= Cristina Iannelli =

Cristina Iannelli, is an Italian educationalist and academic, specialising in large scale studies of social inequality and social mobility. Since 2014, she has been Professor of Education and Social Stratification at the Moray House School of Education, University of Education. After degrees from the University of Messina and the European University Institute, she joined Moray House in 1999 as a research fellow before becoming a lecturer in 2008.

In July 2022, she was elected Fellow of the British Academy (FBA), the United Kingdom's national academy for the humanities and social sciences.
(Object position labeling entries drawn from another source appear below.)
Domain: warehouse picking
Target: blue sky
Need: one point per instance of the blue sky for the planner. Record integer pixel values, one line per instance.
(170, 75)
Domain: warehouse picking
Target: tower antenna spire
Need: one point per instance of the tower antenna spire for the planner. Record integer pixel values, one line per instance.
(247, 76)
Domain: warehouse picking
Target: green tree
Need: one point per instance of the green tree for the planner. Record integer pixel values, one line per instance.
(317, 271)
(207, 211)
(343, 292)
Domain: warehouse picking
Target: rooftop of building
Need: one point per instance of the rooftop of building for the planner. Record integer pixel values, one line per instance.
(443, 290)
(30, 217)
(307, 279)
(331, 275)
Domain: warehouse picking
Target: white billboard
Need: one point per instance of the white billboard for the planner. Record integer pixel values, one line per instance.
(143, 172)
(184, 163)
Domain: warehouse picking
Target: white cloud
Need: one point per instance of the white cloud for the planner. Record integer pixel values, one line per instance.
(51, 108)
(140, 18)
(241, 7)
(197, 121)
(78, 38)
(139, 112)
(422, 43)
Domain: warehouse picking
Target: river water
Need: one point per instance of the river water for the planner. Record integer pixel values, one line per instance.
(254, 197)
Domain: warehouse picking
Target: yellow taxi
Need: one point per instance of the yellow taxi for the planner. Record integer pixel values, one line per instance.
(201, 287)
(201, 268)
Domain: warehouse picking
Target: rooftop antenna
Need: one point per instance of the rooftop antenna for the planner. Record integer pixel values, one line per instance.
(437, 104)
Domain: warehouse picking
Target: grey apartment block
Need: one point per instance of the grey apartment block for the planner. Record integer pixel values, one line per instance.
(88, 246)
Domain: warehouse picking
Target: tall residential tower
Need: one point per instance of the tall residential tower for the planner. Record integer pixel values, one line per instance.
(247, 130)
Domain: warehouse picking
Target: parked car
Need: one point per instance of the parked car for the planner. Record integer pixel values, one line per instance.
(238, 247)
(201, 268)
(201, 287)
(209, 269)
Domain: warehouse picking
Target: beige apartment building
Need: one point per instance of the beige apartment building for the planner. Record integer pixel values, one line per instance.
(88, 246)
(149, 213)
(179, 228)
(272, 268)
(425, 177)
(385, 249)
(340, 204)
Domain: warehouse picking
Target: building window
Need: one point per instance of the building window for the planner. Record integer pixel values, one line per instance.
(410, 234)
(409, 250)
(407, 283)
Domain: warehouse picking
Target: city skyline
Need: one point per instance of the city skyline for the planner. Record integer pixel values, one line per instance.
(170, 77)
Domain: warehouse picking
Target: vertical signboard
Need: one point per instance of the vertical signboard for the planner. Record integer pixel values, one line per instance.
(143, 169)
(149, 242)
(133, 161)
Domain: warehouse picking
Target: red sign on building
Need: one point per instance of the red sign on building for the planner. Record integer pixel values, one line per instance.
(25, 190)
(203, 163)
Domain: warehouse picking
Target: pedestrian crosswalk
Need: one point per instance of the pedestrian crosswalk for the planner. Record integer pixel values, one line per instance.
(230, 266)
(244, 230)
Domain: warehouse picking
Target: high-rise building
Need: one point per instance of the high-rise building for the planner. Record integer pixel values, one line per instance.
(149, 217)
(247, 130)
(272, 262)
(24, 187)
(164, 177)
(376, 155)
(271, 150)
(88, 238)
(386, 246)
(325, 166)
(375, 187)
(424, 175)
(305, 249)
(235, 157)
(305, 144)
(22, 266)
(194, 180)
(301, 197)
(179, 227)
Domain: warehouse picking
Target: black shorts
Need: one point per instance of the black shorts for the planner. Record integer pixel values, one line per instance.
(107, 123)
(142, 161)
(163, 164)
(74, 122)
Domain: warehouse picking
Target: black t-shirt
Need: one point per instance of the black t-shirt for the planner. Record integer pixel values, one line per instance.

She is also an elected Fellow of the Academy of Social Sciences (FAcSS).

==Selected works==

- Iannelli, C. (2006). "Vocational Upper-Secondary Education and the Transition from School"
- Paterson, Lindsay (2007). "Social Class and Educational Attainment: A Comparative Study of England, Wales, and Scotland"
- Iannelli, Cristina (2007). "Inequalities in Entry to Higher Education: a Comparison Over Time between Scotland and England and Wales"
- Iannelli, Cristina (2008). "Mapping gender and social background differences in education and youth transitions across Europe"
- Iannelli, Cristina (2013). "The role of the school curriculum in social mobility"
- Iannelli, Cristina (2014). "Trends in participation and attainment of Chinese students in UK higher education"
- Iannelli, Cristina (2016). "Curriculum differentiation and social inequality in higher education entry in Scotland and Ireland"
- Iannelli, Cristina (2018). "Inequalities in school leavers’ labour market outcomes: do school subject choices matter?"